Among the new policies are advocating for regulatory, legislative and/or legal action at the federal and state levels to ban the sale and distribution of all e-cigarette and vaping products, with the exception of those approved by the FDA for tobacco cessation purposes and made available by prescription.
The AMA also called for research funding to study the safety and effectiveness of e-cigarette and vaping products for tobacco cessation purposes.
According to the Centers for Disease Control and Prevention, Evali, the lung disease associated with vaping, has been linked to vitamin E acetate -- a solution most commonly found in black-market THC vaping cartridges, and rarely found in e-cigarette products. Though vitamin E acetate seems to be the most likely culprit, health officials caution it's too soon to rule out other causes.
The CDC has reported that 86% of the people who had become ill from vaping had used THC vaping products during the previous three months. THC, the psychoactive ingredient in cannabis, is illegal in most countries, perhaps explaining why Evali outbreaks have not been reported elsewhere.
The AMA has called for thorough study of the use of pharmacologic and nonpharmacologic treatment strategies for tobacco use disorder and nicotine dependence resulting from the use of non-combustible and combustible tobacco products in people under 18. The agency has also signaled its intent to persuade retail pharmacies to cease sales of tobacco products, and is advocating for diagnostic codes for e-cigarette and vaping associated illnesses, including pulmonary toxicity.
WHAT'S THE IMPACT
The AMA has long been engaged in anti-tobacco efforts, including prohibiting smoking in public places and on public transportation and airplanes, and calling on tobacco companies to stop targeting children in their advertising campaigns.

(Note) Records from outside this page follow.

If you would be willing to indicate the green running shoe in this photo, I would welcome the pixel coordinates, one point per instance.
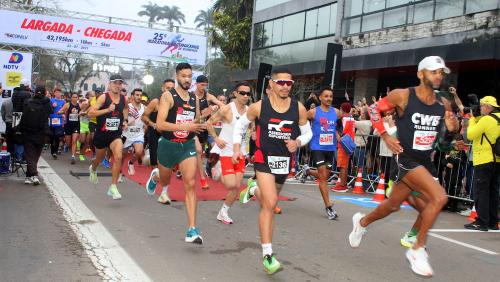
(408, 241)
(271, 264)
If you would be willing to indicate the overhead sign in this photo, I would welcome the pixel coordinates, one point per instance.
(91, 37)
(14, 67)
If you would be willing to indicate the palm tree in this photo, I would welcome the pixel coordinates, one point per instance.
(172, 14)
(204, 18)
(152, 11)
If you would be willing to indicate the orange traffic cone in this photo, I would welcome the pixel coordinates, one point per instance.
(358, 185)
(380, 192)
(473, 214)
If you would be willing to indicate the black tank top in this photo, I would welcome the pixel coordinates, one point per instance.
(72, 114)
(418, 127)
(181, 112)
(273, 128)
(111, 122)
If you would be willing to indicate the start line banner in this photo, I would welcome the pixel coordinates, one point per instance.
(99, 38)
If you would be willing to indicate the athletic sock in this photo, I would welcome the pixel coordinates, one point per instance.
(267, 249)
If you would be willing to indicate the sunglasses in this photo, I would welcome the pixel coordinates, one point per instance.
(284, 82)
(247, 93)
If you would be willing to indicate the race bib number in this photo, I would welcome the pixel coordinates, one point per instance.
(55, 121)
(326, 139)
(183, 118)
(112, 124)
(73, 117)
(278, 165)
(423, 140)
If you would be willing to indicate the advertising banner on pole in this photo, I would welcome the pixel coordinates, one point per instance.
(15, 66)
(100, 38)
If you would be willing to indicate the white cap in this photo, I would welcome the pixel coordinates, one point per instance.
(25, 82)
(433, 63)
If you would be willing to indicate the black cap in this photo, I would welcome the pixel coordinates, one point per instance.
(201, 78)
(116, 77)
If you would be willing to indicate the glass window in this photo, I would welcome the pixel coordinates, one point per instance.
(268, 33)
(395, 17)
(393, 3)
(293, 27)
(277, 31)
(373, 5)
(423, 12)
(323, 21)
(311, 23)
(353, 8)
(333, 18)
(352, 26)
(474, 6)
(372, 22)
(449, 8)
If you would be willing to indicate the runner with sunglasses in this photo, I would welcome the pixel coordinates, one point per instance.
(232, 174)
(279, 120)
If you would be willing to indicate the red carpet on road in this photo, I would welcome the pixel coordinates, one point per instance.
(216, 192)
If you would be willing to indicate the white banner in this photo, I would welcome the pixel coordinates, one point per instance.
(15, 66)
(100, 38)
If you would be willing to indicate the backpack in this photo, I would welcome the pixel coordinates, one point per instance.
(34, 117)
(495, 147)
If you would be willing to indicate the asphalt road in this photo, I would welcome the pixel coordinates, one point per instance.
(310, 247)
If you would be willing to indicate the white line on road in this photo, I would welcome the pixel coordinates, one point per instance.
(462, 231)
(110, 259)
(463, 244)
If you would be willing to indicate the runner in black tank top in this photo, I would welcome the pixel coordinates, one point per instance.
(420, 116)
(278, 120)
(178, 113)
(110, 111)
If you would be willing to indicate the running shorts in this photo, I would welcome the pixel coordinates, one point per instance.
(321, 158)
(172, 153)
(104, 139)
(228, 167)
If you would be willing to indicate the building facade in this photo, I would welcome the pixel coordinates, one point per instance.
(383, 41)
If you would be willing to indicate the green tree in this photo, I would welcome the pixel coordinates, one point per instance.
(204, 18)
(231, 31)
(172, 14)
(152, 11)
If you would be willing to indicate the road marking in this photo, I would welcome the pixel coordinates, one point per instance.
(111, 260)
(462, 231)
(463, 244)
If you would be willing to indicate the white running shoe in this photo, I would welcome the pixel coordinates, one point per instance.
(419, 261)
(224, 217)
(357, 230)
(131, 169)
(164, 199)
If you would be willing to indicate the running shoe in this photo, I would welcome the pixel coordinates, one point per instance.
(106, 163)
(93, 175)
(131, 169)
(277, 210)
(331, 213)
(339, 188)
(271, 264)
(224, 218)
(164, 199)
(357, 230)
(35, 180)
(408, 241)
(419, 261)
(193, 236)
(151, 184)
(113, 192)
(28, 180)
(204, 183)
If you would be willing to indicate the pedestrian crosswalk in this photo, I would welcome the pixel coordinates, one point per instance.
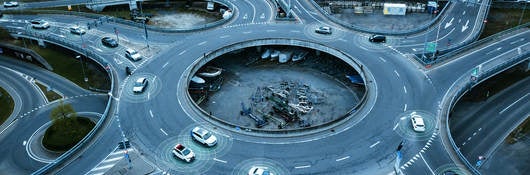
(109, 162)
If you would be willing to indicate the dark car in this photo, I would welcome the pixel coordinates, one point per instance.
(377, 39)
(109, 42)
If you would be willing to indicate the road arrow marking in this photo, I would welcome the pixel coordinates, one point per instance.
(465, 26)
(449, 23)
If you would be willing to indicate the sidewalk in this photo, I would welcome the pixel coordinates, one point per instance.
(137, 166)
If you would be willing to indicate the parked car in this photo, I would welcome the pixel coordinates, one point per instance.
(183, 153)
(39, 24)
(109, 42)
(133, 55)
(255, 170)
(10, 4)
(323, 30)
(77, 30)
(417, 122)
(140, 85)
(377, 39)
(203, 136)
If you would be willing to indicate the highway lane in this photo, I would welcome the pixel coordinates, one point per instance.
(481, 132)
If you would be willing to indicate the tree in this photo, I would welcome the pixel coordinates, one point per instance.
(63, 113)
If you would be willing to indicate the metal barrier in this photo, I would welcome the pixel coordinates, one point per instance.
(425, 26)
(89, 54)
(102, 18)
(463, 85)
(276, 41)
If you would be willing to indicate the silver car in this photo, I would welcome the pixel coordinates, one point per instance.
(140, 85)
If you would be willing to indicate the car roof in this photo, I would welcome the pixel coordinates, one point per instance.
(140, 79)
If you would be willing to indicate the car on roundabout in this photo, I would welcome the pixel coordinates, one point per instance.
(203, 136)
(323, 30)
(140, 84)
(183, 153)
(77, 30)
(133, 55)
(109, 42)
(257, 170)
(8, 4)
(39, 24)
(417, 122)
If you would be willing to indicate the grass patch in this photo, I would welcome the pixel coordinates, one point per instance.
(6, 105)
(66, 65)
(50, 95)
(65, 133)
(500, 19)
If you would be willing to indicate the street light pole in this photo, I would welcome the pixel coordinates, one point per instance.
(522, 13)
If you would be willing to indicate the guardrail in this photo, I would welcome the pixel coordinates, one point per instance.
(100, 18)
(469, 47)
(463, 85)
(276, 41)
(89, 54)
(406, 32)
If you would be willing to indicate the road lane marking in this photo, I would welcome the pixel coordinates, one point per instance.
(304, 166)
(382, 59)
(396, 73)
(219, 160)
(163, 131)
(430, 169)
(341, 159)
(184, 51)
(371, 146)
(513, 103)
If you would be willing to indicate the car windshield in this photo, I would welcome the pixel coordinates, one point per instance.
(186, 152)
(207, 135)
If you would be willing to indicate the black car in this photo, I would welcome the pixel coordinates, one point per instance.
(377, 39)
(109, 42)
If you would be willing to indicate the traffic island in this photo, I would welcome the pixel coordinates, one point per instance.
(277, 88)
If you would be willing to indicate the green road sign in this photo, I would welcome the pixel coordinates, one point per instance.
(430, 47)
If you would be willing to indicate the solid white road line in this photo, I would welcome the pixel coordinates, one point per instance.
(304, 166)
(371, 146)
(430, 169)
(163, 131)
(514, 103)
(341, 159)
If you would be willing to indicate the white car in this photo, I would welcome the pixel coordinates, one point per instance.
(256, 170)
(203, 136)
(39, 24)
(133, 55)
(417, 122)
(323, 30)
(183, 153)
(10, 4)
(140, 84)
(77, 30)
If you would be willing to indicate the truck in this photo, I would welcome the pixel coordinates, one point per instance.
(183, 153)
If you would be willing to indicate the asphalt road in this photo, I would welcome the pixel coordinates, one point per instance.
(156, 120)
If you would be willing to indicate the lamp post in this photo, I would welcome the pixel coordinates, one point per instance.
(522, 13)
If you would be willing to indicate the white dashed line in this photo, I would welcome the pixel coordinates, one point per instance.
(163, 131)
(341, 159)
(371, 146)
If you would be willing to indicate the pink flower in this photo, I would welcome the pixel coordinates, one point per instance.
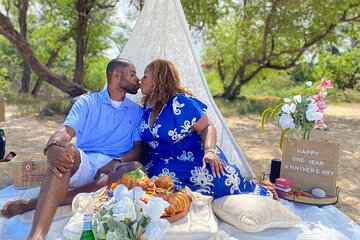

In addition to the new policies, the AMA has called on media organizations to reject advertising that markets e-cigarette products to young people, supported laws setting the minimum age for purchasing tobacco products, including e-cigarettes, at 21, and urged e-commerce CEOs to vigorously enforce their existing policies to keep illicit vaping products off their platforms.
THE LARGER TREND
Today, the Centers for Disease Control and Prevention released updated guidance to help healthcare providers diagnise and treat patients with vaping-associated lung injury. In particular, the guidance points out that symptoms can resemble that of the flu, making it more of a challenge to identify during the winter months.
Former FDA Commissioner Dr. Scott Gottlieb, who left in March, was known for his hard-hitting stance on vaping and the use of tobacco products among young people. Upon his resignation, his advocacy drew praise from industry figures such as former CMS acting administrator Andy Slavitt and Bill Barnes, Intermountain Healthcare director of federal government relations.
ON THE RECORD
"The recent lung illness outbreak has alarmed physicians and the broader public health community and shined a light on the fact that we have very little evidence about the short- and long-term health consequences of e-cigarettes and vaping products," said AMA President Patrice A. Harris. "For decades we have led the public health fight to combat the harmful effects of tobacco products, and we will continue to support policies and regulations aimed at preventing another generation from becoming dependent on nicotine."